PHASE 1: 1996-2000

Casting a Wider Web

With right computer, Internet shows provide alternative


May, 2000
By Lowell Ullrich
PHASE 1: 1996-2000: The Content Years
PHASE 2: 2001-2009: B2B Platform Evolution
PHASE 3: 2009 - Present
Ex-BCTV staffer Bernie Pascall(left) talks hockey on Internet with former Canucks goalie Richard Brodeur

The studio is unbelievably modest. Two cameras, one of them a mounted camcorder. A couple of small lights.

If this is where the future of televised sports is taking shape, you do not want to see it happen searching for the unmarked studio building, located on a dead-end street in a Burnaby industrial park, at night.

The set is no match for the nearby digs at BCTV, where Bernie Pascall worked for 28 years.

But it is here where he gets cozy with his audience through the Internet as host of Hockey on Tap.

“The Internet,” Pascall muses.

“When I started this I had zero knowledge about the Internet.”

Now he’s part of it, hosting the first show of its kind, at noon Tuesdays at www.hockeyontap.com.

Webcasting has gained limited acceptance because of problems associated with streaming media. Translation: It’s too slow for dial-up connection users.

But it’s getting bigger. Interactive Netcasting Systems Inc., (INSINC), which bankrolls Pascall, last fall showed live harness racing from Fraser Downs and will soon do the same with Hastings Park at www.mediaontap.com

The initial conclusion is that any computer geek can now have their own show. Pascall looks at the two-month-old hockey concept as something different than a sports equivalent of public access TV.

It’s not as if he hasn’t had time to think about the future.

BCTV dumped him as part of a 1997 purge. He took the station’s full-pension offer and has tried to stay in the marketplace. Pascall’s most recent project was to write a report at the request of the provincial government on violence in hockey.

Now he’s eager to rub webcast reporting triumphs in the faces of mainstream television. This, he says, is not hard to do.

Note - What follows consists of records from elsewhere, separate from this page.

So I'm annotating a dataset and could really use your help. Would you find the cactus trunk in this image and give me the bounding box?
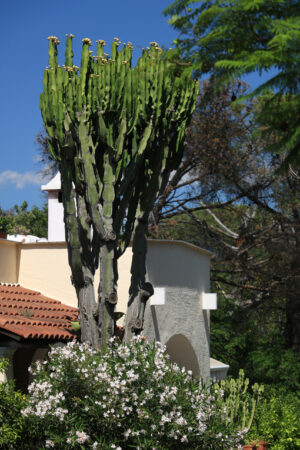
[40,35,198,347]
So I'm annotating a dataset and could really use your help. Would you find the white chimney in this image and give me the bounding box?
[42,172,65,242]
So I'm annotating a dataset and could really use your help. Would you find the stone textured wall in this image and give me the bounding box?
[143,287,210,378]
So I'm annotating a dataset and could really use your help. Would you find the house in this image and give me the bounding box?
[0,175,229,386]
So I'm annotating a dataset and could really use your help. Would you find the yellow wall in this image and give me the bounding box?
[0,239,20,283]
[18,242,132,312]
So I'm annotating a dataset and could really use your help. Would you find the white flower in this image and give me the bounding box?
[76,431,90,444]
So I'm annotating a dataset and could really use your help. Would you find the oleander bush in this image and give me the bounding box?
[22,338,259,450]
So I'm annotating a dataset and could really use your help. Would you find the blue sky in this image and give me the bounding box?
[0,0,270,209]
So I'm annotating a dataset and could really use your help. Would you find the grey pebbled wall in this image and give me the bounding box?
[143,287,210,378]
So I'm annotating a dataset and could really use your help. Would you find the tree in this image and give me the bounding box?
[151,82,300,351]
[164,0,300,167]
[40,35,198,347]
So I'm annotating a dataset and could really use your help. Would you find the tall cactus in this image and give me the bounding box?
[40,35,198,347]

“Everyone (in TV) wants to be a comedian,” said Pascall, who has recruited ex-BCTV kamikaze reporter Michael Kennedy for Hockey on Tap. “You don’t see stories anymore. You don’t see Pat Quinn flinging a hockey stick (like he once did at Kennedy).”

“It’s highlight after highlight. It’s laziness. With (webcasting) we have time to get into topics.”

The show is no visual masterpiece. Video for program credits are clips from Pascall gigs over the years. Nothing stolen.

But it’s decent enough. And with Pascall’s connections it only figures to get better. Can’t watch Tuesdays? All the shows are in archives.

It’s production-cost friendly. You couldn’t play a hand of bridge with the number of crew members it takes to do Pascall’s show.

Webcasting’s downside: It’s a little tough to follow your favourite team this way at the beach. “It’s television in a way, but we’re trying to do things totally different than television,” said INSINC production manager John Doyle. “It’s sort of how pirate radio started out.”

The difference is that the pirates, judging where Pascall works, had better digs.